就任から1年で辞任を余儀なくされた菅前首相も2030年の温室効果ガス目標 2013年度比46%削減などという数値目標を掲げましたが、ご本人はすでに政権を終わらせておりこれが実現できるのかどうかは全くわかりません。

中国は2022年の北京冬季五輪に向けて西側主要国にも遜色のないカーボンニュートラル化を推し進めているようでしたが、足もとでは強烈な電力不足に陥っており脱炭素どころの騒ぎではなくなりつつあります。

秋口から電力不足が深刻化しており、石炭による火力発電もCO2排出などお構いなしに最大限利用しないと国民が冬を乗り越えることもできません。

直近では中国北部の石炭採掘も大雨で崩壊し、北朝鮮から密貿易で石炭を確保し始めているといった話まで出始めています。

自動車のEV化もいち早く進行している中国ですが、結局電力の発電ができないのではカーボンニュートラルも実現できなくなってしまいます。

欧州では、気候変動対策に端を発する物価上昇、いわゆるグリーンフレーションの危機はかなり高まっています。

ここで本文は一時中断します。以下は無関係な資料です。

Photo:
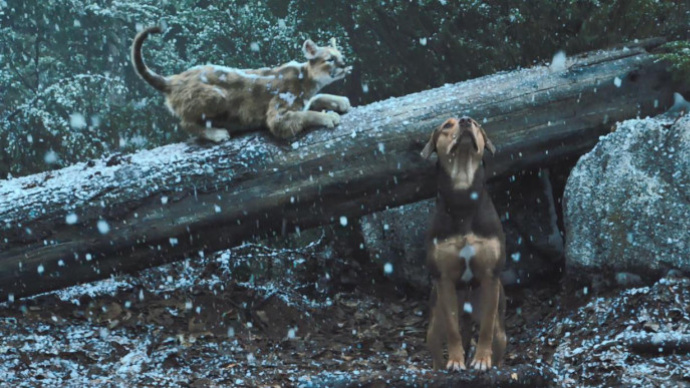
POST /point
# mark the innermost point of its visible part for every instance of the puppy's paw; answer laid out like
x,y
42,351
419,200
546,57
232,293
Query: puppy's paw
x,y
456,358
481,361
455,365
340,104
331,119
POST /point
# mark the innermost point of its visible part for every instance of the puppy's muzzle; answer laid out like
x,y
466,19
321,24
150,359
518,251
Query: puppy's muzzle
x,y
463,137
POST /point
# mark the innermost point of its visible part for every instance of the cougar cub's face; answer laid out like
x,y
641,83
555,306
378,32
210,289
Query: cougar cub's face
x,y
326,64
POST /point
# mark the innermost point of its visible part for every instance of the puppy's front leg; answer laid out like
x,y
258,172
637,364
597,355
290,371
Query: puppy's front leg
x,y
490,287
435,333
449,304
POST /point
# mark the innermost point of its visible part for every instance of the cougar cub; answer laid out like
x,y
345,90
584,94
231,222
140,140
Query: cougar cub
x,y
213,101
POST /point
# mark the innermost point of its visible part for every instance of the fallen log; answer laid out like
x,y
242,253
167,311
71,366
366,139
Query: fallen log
x,y
128,212
518,376
658,343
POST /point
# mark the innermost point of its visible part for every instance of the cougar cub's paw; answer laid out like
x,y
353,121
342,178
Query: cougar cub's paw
x,y
340,104
216,135
331,119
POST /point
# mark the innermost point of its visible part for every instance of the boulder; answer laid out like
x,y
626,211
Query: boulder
x,y
394,238
627,202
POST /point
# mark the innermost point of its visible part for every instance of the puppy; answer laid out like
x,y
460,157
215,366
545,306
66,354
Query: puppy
x,y
214,101
465,251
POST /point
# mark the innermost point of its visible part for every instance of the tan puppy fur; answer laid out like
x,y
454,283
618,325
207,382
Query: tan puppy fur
x,y
465,251
213,101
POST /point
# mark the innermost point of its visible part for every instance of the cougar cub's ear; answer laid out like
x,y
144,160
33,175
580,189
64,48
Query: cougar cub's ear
x,y
430,147
487,142
309,48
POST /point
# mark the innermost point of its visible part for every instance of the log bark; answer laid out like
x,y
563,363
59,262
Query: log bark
x,y
123,213
519,376
658,343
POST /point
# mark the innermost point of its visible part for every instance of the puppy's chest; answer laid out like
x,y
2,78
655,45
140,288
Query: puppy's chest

とくにガソリン価格の上昇や天然ガス価格の暴騰は確実にコストプッシュインフレによるスタグフレーションの到来という深刻な状況で、原発を持続可能エネルギーではないと規定しているドイツでは様々な電力創出に取り組んでいますが、もしロシアから天然ガスの供給が絶たれることになればこの冬が乗り越えられないという危機的状況に直面しており、EU全体でもカーボンニュートラルなど口にしていられないのが実情です。

EU域内ではこの冬にむけて計画停電を実施するといった話も飛び出しつつあり、カーボンニュートラルの実行と現実の問題は酷くかけ離れていることがわかります。

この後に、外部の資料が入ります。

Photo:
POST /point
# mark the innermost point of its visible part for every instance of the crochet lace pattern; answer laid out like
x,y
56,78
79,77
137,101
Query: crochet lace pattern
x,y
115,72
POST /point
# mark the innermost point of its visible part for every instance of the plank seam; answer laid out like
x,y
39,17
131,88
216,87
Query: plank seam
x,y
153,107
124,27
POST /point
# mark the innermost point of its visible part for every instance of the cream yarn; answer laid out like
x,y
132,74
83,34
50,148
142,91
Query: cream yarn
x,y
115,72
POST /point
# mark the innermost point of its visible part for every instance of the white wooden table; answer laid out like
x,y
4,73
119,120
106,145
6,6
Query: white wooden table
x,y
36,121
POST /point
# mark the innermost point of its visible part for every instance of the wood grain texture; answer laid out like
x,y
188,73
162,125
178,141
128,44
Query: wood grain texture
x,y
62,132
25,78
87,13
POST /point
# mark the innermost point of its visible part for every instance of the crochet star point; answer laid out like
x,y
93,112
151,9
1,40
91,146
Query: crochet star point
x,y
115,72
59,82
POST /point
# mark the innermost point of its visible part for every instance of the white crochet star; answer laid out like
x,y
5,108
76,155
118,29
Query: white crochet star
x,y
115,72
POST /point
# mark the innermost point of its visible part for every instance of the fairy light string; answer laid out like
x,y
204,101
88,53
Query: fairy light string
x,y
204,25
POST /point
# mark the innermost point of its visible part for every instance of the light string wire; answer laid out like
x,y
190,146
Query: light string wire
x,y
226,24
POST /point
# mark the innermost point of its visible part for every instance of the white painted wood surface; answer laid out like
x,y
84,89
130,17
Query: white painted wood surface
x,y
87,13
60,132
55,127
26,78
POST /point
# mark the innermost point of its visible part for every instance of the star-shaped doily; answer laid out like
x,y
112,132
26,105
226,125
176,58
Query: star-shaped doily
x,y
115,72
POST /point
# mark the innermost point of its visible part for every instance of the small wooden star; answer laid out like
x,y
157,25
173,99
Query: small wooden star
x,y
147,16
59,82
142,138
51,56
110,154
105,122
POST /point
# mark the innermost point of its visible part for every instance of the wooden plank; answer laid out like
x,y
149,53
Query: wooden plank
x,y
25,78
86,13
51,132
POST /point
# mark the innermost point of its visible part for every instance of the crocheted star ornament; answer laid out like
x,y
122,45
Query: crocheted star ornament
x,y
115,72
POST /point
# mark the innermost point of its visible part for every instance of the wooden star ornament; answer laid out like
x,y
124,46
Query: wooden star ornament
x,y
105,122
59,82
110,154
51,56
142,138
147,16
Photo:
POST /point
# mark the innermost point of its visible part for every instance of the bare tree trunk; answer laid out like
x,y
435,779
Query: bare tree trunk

さらにEUから離脱したイギリスはもっと深刻で、脱炭素化へのマイルストーンもないまま無理やり石炭・石油への依存を減らそうとする英国政府の方針がそのまま仇になって天然ガス価格が高騰、発電コストも上昇し、ロンドンでは車のガソリンも供給がうまくいかないといった事態に追い込まれています。

カーボンニュートラルは極めて難しい思想で、実現可能なトランスフォーメーションプロセスに関する精密な実行プランがないと、下手をすれば逆戻り以下の状況になりかねません。

すでに国内でもガソリンの店頭価格はレギュラーでも160円台を超えており、これに円安が絡むことになれば200円に接近することもありえない話ではなく、灯油価格も急激に上昇し始めており燃料主導のスタグフレーションが起きることは充分に考えられる状況です。

国内経済を見ていますとまだデフレから抜け切れていないように見えますが、この燃料関連での価格上昇は間違いなく日本にも大きな影響を与えることが危惧されています。

原油とLNG価格の高騰だけでもインフレは間違いなく到来する

現状では原油価格と天然ガス価格は急激に上昇しており、これだけでもコストプッシュインフレが示現することになるのは避けられません。

世界の主要国でインフレが加速した場合利上げを行う中央銀行も増える可能性があり、政策のコントラストからドルや円が売られる危険性も高まるところです。

ここからはこうした資源価格の推移にも目を光らせる必要性が出てきています。